Thursday, November 1, 2018

The Austrian School's Contribution to Monetary Theory

The Austrian contribution to monetary theory is two-fold: First, it emphasizes the role of money in the pricing process and incorporates money--or, more precisely, changes in the stream of money payments--into the determination of relative prices. Second, it analyzes the effects of such money-induced relative price changes on the time structure of production, that is, the capital structure. . . .

Monetary changes are not neutral--they do not affect all prices uniformly so as to change their nominal height but leave relative price relationships unaltered. In reality money does not enter the economy by way of a simple uniform change in all money balances, as many textbook writers like to assume. Rather, newly created money always enters the economy at a specific point and is spent on certain specific goods before gradually working through the system.

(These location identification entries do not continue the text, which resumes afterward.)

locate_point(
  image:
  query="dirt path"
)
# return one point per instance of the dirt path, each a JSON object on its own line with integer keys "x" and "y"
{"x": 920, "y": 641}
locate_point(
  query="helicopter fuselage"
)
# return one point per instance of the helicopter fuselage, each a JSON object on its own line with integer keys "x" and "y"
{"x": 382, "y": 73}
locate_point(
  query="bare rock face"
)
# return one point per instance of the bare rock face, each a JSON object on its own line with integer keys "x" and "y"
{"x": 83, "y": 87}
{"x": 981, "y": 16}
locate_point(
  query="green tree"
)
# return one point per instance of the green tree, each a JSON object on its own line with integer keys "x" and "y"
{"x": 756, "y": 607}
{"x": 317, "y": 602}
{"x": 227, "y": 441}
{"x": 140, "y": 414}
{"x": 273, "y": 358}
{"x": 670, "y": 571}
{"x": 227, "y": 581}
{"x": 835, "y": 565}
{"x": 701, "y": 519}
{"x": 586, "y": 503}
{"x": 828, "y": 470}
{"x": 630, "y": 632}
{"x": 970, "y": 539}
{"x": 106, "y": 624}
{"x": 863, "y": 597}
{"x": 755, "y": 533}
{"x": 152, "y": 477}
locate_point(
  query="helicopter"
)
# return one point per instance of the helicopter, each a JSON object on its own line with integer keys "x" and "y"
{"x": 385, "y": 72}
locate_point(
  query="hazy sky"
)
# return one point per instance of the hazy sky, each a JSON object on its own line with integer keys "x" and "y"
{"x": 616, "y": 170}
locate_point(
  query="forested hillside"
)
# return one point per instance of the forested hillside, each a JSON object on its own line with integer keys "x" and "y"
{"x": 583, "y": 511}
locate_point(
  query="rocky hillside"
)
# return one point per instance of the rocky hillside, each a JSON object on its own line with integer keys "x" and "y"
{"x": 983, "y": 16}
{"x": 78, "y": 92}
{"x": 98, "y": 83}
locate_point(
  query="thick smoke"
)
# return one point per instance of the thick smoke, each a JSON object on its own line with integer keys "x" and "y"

Thus some prices and expenditures are altered first, and other prices and expenditures, later. As long as the original monetary change is maintained, this monetary "pull" on price interrelationships will persist. . . .

Resource allocation will not be left unchanged as a result of these relative price changes. At the point at which the new money enters the economy, prices will rise relative to prices elsewhere. The pattern of outputs will be altered correspondingly. Monetary expansion also prevents some prices from falling that otherwise might. Thus some businesses make profits that otherwise would have losses, and workers are employed in jobs they otherwise would leave. Another result of the monetary expansion is that more new and different kinds of businesses are started. Firms are also led to embark on new and/or different lines of production. In short, the pattern of expenditures, resource allocation, and above all relative prices is changed by monetary expansion.

--Gerald P. O'Driscoll Jr. and Sudha R. Shenoy, "Inflation, Recession, and Stagflation," in The Foundations of Modern Austrian Economics, ed. Edwin G. Dolan (Kansas City: Sheed and Ward, 1976), 194-195.